By Keith Brown, DTN Contributing Cotton Analyst
The cotton market dropped off its triple-digit gains from earlier Monday, as disappointed traders elected to vacate their positions. The strength of the market was its reassessment of last week’s positive fundamentals. These included strong weekly export sales, a big reduction in global carryout and an exceptionally high inflation report (CPI) on Friday.
Yet surrounding markets on Monday were more forced on the Federal Reserve’s two-day meeting (Tuesday and Wednesday) and the probability of it pulling back on economic stimulus (tapering).

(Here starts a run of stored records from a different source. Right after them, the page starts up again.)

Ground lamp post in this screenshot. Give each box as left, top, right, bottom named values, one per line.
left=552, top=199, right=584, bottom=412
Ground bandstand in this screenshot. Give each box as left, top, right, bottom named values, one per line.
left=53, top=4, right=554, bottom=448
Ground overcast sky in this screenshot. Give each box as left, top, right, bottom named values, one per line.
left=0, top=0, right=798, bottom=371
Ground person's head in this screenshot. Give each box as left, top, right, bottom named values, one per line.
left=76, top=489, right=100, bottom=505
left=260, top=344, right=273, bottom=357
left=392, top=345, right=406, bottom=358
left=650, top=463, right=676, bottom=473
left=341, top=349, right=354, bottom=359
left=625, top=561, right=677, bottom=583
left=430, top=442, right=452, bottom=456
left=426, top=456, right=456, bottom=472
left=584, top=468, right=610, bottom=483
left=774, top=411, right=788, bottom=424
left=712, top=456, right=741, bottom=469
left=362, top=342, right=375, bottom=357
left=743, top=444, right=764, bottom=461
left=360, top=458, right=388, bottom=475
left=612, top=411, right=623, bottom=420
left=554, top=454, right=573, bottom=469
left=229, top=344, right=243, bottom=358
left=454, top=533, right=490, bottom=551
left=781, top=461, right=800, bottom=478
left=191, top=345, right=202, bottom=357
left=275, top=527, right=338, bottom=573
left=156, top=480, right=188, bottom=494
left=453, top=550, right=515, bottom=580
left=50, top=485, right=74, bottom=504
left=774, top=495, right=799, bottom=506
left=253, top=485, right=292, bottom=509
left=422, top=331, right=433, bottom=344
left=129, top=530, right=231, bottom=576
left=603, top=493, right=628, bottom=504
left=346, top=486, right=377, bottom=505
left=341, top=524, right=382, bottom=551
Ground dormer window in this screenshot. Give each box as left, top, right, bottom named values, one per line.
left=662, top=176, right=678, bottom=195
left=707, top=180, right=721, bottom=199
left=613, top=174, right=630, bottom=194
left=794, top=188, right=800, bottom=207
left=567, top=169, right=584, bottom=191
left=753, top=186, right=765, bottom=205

Despite the notion that the 2021 harvest is all but complete, there remain large pockets of cotton in fields yet to be gathered. To that end, the six- to 10-day weather forecast calls for above-normal rainfall from Texas to Georgia. Temperatures ranged from near normal for Texas to above normal from Georgia up to Virginia.
Crude oil and related markets fell lower Monday as doubts emerged about the effectiveness of vaccines against the omicron variant. The omicron variant, reportedly to be in more than 60 countries, poses a very high global risk, according to the W.H.O. In its assessment, the U.N. organization said there is some evidence that omicron does evade certain vaccine protection.
However, in its recent monthly meeting OPEC, the oil cartel, indicated that the variant’s impact on global fuel demand will be mild.
Monday, March Cotton settled at 106.81 cents, up 0.58 cent, July ended at 103.20 cents, up 0.40 cent and December ended at 89.92 cents, 0.17 cent higher; Monday estimated volume was 19,044 contracts.